The plea that the notice was insufficient in the sense that it did not give 15 clear days to the tenant to vacate or that the notice did not terminate the tenancy with the expiry of the month of the tenancy, has not been taken in the written statement. 8. Obviously for want of specific plea in the written statement, the trial Court has not framed any issue reflecting an objection to the validity or sufficiency of notice, the plea in the manner in which it is sought to be urged before us. The plea as to insufficiency of notice should be deemed to have been waived by the Appellant and cannot be allowed to be urged at this stage. No fault can be found with the judgment and decree of the High Court as also of the two Courts below upholding the termination of tenancy and the Plaintiff-Respondent's entitlement to evict the tenant. 14. The notice at best can be said to be not happily worded. However, the intention is very clear and that is why more than 15 days clear time ending with the end of the tenancy month was given. 15. It also cannot be said that acceptance of rent subsequent to the issuance of notice determining the tenancy would amount to novation of contract rendering the suit to be infructuous. Ext. D.W. 1/A clearly states that the rent is accepted without prejudice to the proceedings pending between the parties. 16. The following case law cited by learned Senior counsel, is not being adverted to in view of the latest law laid down by the Apex Court as noticed hereinabove: Mangilal v. Sugan Chand Rathi (deceased) and after him his heirs and legal representative AIR 1965 SC 101, Yerrabhothula Krishna Murthy v.

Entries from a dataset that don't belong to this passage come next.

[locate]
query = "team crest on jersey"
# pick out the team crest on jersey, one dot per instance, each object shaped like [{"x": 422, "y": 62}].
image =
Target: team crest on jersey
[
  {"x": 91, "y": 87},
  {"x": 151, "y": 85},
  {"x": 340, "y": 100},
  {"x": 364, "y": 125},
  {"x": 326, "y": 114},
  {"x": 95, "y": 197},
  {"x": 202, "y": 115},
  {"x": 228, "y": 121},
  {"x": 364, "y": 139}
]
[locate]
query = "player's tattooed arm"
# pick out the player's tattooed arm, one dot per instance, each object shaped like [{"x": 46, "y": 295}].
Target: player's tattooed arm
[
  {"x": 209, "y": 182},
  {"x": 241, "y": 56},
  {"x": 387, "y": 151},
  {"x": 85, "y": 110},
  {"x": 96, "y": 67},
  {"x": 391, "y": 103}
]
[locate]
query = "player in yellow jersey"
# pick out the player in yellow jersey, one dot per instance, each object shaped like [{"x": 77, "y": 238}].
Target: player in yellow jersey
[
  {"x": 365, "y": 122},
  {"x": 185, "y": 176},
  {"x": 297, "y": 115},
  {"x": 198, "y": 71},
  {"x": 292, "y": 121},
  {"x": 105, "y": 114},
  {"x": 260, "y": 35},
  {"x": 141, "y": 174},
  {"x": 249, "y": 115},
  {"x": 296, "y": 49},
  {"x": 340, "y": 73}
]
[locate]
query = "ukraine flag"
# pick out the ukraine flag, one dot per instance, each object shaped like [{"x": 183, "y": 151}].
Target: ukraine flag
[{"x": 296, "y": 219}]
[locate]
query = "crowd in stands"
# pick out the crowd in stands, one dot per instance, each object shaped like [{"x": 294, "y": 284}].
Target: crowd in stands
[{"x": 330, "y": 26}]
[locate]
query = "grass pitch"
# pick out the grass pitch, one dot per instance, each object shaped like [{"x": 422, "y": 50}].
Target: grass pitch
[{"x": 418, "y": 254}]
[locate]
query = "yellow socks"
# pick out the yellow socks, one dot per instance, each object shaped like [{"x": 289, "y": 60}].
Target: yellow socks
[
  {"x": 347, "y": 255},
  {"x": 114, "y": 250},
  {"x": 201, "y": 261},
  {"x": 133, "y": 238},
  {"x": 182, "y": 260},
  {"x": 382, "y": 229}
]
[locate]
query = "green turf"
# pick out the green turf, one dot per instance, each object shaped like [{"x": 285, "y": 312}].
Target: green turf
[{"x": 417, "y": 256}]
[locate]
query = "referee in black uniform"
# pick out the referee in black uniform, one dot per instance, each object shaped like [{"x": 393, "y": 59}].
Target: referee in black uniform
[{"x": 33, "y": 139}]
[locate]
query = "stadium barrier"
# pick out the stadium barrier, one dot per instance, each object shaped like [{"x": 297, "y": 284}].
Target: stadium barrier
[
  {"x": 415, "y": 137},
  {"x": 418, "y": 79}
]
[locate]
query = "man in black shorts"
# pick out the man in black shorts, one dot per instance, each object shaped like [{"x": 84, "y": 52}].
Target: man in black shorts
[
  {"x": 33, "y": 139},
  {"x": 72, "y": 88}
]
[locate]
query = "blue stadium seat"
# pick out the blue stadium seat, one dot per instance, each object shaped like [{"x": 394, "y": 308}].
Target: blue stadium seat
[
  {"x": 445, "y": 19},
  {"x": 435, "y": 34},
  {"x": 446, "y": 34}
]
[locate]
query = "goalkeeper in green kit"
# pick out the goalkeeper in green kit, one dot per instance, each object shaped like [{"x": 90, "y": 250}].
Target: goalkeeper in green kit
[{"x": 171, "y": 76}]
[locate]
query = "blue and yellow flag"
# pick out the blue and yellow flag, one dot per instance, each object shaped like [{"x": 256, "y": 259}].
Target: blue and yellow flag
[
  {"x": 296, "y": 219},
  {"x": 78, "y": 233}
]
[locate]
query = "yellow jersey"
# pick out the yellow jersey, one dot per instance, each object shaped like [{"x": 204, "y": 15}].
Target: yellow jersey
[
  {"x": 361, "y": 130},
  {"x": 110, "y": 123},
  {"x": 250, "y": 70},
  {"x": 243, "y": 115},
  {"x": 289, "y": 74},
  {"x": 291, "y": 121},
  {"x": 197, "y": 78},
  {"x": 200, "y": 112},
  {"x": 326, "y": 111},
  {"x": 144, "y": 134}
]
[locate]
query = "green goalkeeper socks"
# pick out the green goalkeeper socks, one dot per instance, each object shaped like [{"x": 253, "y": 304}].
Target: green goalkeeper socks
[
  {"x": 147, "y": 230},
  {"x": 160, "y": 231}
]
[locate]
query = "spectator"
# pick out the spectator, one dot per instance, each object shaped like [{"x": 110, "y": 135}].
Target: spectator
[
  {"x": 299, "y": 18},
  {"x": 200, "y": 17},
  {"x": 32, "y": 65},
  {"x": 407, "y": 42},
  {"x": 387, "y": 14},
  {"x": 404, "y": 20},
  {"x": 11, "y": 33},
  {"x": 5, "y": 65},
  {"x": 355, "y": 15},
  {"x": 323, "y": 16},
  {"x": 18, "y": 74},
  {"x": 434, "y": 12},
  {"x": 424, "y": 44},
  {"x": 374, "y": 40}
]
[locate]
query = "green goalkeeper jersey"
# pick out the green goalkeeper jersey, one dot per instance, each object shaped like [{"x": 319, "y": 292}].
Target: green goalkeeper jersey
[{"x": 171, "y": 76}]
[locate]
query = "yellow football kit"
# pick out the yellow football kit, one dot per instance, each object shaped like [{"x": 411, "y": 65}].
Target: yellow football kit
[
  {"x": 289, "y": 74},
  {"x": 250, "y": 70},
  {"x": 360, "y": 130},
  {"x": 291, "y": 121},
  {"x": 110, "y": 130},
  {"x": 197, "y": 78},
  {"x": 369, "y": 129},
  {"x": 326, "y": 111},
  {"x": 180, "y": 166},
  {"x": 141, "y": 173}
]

Addepalli Subba Rao AIR 1988 AP 193, Jagannath Karanani v. Sayed Abdul Wahed AIR 1962 Gau 148, B. Chitra Ramacharandas etc. v. National Remote Sensing Agency AIR 2001 AP 20, Dipak Kumar Ghosh v. Mrs. Mira Sen AIR 1987 SC 759, Raj Mal v. Bhim Sen 1998 (1) Shim L.C. 503, and Parwati Bai v. Radhika AIR 2003 SC 3995. 17. Hence, in my view, no question of law much less a substantial question of law arises for consideration as the question is no longer res integra. As such, the present appeal is dismissed. No costs.